如果不是昨晚干了多此一举的事儿,他现在也不至于如此不安非得在去衙门之前溜回家看看。
采茗这人虽然还算有天赋,可惜在他面前就不够看了。他离开陆府后不出十丈远就察觉到了有人在跟踪,一猜便是杨晨希派来的人,她还能派谁?只有采茗了。
那时候他并不想打草惊蛇,冷笑一声之后调转马头往西边去了,拐个弯隔条街就是莲黛的住处,想起杨晨希听到这个消息的时候脸上会出现的表情,他忍不住弯了弯唇。
有一种残忍的快感。
等到离莲黛的住处还有十几步远的时候,陆炳故意扭过头作警惕状往身后看了几眼,那一直与他精神保持距离的跟踪者的气息立马远去,很快就消失得无影无踪。
他冷笑了一声,扭头望着莲黛住所那紧掩的门扉。
其实却是动了念头考虑过要不干脆进去好了,然而一想起又要应付女人他顿时烦得不能自己,一气之下离家不就是因为一点儿也不想再看见那副景象,想要找个地方冷静冷静平复下情绪吗?
想要做这种事一个人最好,哪怕是多条狗,他都怕自己一言不合就给砍死了。
反正采茗已经回去传话了,想至此处陆炳两腿一夹马肚,继续往城门方向去。
城外二十里远的山脚下有户殷实的猎户家,男主人曾与他相熟,算是老朋友,如此糟心的一天在狩猎中完结也不错。
当然他也考虑到那家男主人可能不在的状况,那样就会麻烦一些。好在天公作美猎户在家,只不过他刚从山里打猎回来,所以陆炳便向他借了家伙,一个人在山中浪到半夜才回到猎户家中,借住了一个晚上之后才晨起赶回城中。
打来的那只野猪他不能大摇大摆挂在马上带回来,所以就算是为了回府知会一声,再回来也是必要的。
只不过,他实在不想惊动任何人,尤其是自己的夫人。
他回家这个时辰赖床成习惯的杨晨希十有八九还在熟睡,也许他还可以顺便换掉这身昨晚在山中搞脏的袍子,本来也应当如此。
所以他从后门进府,将脚步放轻了些,悄无声息地推开住处的房门,看到的却是流霞比划着指挥下人们四处做扫除的场面。
然后她倒吸一口冷气,赶忙跪下来行礼。
一屋子的下人都跪齐了,陆炳往前走了两步,视线扫过整个屋子,问道:“你们夫人呢?”
“夫人刚出门呢,”流下抬起头小心答道,“好像是有急事。

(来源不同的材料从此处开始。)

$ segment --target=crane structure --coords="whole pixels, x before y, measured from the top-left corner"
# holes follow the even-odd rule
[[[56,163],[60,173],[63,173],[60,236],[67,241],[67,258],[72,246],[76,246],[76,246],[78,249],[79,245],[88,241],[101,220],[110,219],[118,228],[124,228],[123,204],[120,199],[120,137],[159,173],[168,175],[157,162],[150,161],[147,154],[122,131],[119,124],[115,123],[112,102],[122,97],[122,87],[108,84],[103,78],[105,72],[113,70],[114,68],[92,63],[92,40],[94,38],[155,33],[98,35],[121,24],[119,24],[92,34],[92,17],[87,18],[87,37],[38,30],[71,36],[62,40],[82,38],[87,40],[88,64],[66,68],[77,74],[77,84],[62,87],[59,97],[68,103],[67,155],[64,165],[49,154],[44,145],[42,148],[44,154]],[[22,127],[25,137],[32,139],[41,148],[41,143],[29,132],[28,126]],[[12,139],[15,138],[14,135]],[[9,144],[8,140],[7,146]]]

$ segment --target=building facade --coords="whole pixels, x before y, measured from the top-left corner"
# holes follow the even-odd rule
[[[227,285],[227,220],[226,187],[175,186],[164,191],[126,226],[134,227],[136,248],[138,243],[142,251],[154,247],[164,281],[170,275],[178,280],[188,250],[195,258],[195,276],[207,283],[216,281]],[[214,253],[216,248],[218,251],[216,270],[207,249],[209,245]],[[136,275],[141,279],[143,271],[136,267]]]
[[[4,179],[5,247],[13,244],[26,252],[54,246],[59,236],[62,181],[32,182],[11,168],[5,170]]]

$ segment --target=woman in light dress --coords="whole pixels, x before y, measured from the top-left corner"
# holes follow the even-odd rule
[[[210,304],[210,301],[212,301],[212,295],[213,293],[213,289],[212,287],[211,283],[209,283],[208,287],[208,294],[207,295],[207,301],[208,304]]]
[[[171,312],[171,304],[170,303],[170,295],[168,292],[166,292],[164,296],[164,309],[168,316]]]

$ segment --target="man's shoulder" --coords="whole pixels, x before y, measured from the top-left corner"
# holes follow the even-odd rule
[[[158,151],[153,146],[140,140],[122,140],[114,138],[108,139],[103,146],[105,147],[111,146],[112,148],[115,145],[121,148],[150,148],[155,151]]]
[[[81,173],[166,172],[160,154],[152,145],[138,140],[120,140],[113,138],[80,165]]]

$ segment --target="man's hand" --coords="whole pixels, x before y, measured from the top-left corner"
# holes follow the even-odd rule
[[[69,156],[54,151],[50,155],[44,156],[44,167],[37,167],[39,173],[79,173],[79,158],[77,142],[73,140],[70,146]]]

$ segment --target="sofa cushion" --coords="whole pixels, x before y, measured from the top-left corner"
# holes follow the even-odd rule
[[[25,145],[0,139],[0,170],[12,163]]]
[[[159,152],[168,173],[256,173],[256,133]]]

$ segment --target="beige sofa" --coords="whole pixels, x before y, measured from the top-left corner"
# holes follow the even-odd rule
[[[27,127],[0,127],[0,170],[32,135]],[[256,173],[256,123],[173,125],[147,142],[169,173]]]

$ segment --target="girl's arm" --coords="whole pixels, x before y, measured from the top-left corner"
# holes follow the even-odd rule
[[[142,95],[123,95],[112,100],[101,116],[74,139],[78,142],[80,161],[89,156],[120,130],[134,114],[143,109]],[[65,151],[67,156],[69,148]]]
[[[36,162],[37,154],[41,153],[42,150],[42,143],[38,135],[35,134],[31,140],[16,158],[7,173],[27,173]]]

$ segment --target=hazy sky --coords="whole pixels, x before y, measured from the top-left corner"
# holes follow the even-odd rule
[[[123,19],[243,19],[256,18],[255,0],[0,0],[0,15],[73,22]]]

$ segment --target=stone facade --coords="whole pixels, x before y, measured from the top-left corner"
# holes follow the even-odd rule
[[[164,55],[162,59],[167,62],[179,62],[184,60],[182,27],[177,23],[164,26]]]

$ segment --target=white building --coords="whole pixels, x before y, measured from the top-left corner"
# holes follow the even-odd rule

”
“出门?急事?”陆炳咬了咬唇又问,“她没说是什么事吧。”
“是啊,没说,只带着采茗姐姐就走了,挺急的样子。”流霞一脸无辜地老实回答了。
陆炳不想知会任何人,也不想换衣服了,他马上转身离开了住处,从马厩牵了马直往街上去。
刚出门时他还担心自己太慢来不及赶上对方,然而采骑着马转过街角,他就看到了和采茗正疾步走着的杨晨希,离他不出三十尺远。
他果断把马扔到一边,徒步跟了上去。
好吧,会做这种事也是他过去从未想到过的,在大街上躲躲闪闪地跟踪妇女?想想也只能付之一笑,然后继续。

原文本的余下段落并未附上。